In common with the classic series, but in deference to the revival, the characterisations favoured verisimilitude over entertainment value, with the odd allowance for making emotional connections. “As soon as my radio’s fixed,” was a smart way of introducing not just tension but also urgency and humanity into an opening scene that might otherwise have felt very by-the-numbers, and the survivors’ desire to visit Head Office at the conclusion was a nod to the notion that humankind wasn’t without hope despite what the rest of the episode was apparently trying to say. But there was little in the way of characterisation of the Chasm Forge crew between times, with the notable exception of Peter Caulfield’s wonderfully blue Dahh-Ren. Everybody else felt very real and the actors did an excellent job of giving everything the appropriate amount of gravity, but nobody was having a lot of fun this week. Doctor Who can and should try on different outfits every week of course, but in spite of the involving nature of the plot we would imagine an inverse ratio between the amount of love this episode gets from the hardcore of fandom – those that value Seasons Seven and Eighteen and The Caves of Androzani above Sylvester McCoy and Terror of the Autons and Donald Cotton – and its final viewing figure. This was Malcolm Hulke as rewritten by Christopher H. Bidmead, a story that dwelt more on its plot than the people who inhabited it, and that revelled in its ideas almost at the expense of connecting those ideas to its audience. It was the antithesis of Mathieson’s previous script The Girl Who Died, a story about the people overcoming the odds rather than the odds they were overcoming.


Which is where the three regulars come in, of course. Matt Lucas was exactly what we would have had if Skinner had stuck around after Mummy on the Orient Express, and the peril that Bill underwent served to distract us from the seriousness of the sacrifice the Doctor was making. Because for once, this was an episode that didn’t just nip at the margins of having an effect on the Doctor – albeit this being the Doctor whose character has undergone the most fundamental, gradual and deliberate change, that over the course of three years though – rather, it was an episode that left him with a huge, physical disability that will no doubt have massive consequences over the coming week or weeks. It would be a shame if, now that Capaldi’s Doctor has finally arrived in a place where it’s become easy to fall in love with his portrayal, this new addition (or subtraction) were to unsettle that.

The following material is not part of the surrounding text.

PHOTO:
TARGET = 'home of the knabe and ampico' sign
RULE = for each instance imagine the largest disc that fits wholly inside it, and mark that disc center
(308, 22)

Oxygen also continued in the vein of the rest of Series Ten in that it appeared to foreshadow the Cyberman story later in the run. Whether any of what we’ve seen will actually be instrumental in bringing the finale together remains to be seen, but there’s no question there’s been a running theme of humanity subserving itself to technology. It might just be that Moffat’s constant “clues” to Bill having a hidden identity as the Doctor’s granddaughter are simply put there as red herrings, a distraction from the real work he’s undertaking in re-establishing the Cybermen and their origins – or it might be the other way around. Or it might, of course, be neither, we’ll just have to wait and see.


In the end, Oxygen was a consummate exercise in fulfilling its own ambitions, and in this respect it succeeded absolutely. Tense, thrilling, dangerous, it threatened its regulars and for once neither cheated nor pulled back from the precipice, and at something much more than a superficial level it was Doctor Who taking itself to its outer limits and examining how far those limits could be pushed. As such, it was far from “standard” fare for the programme, and if it allowed itself some slack in other respects, in that one at least it should be lauded.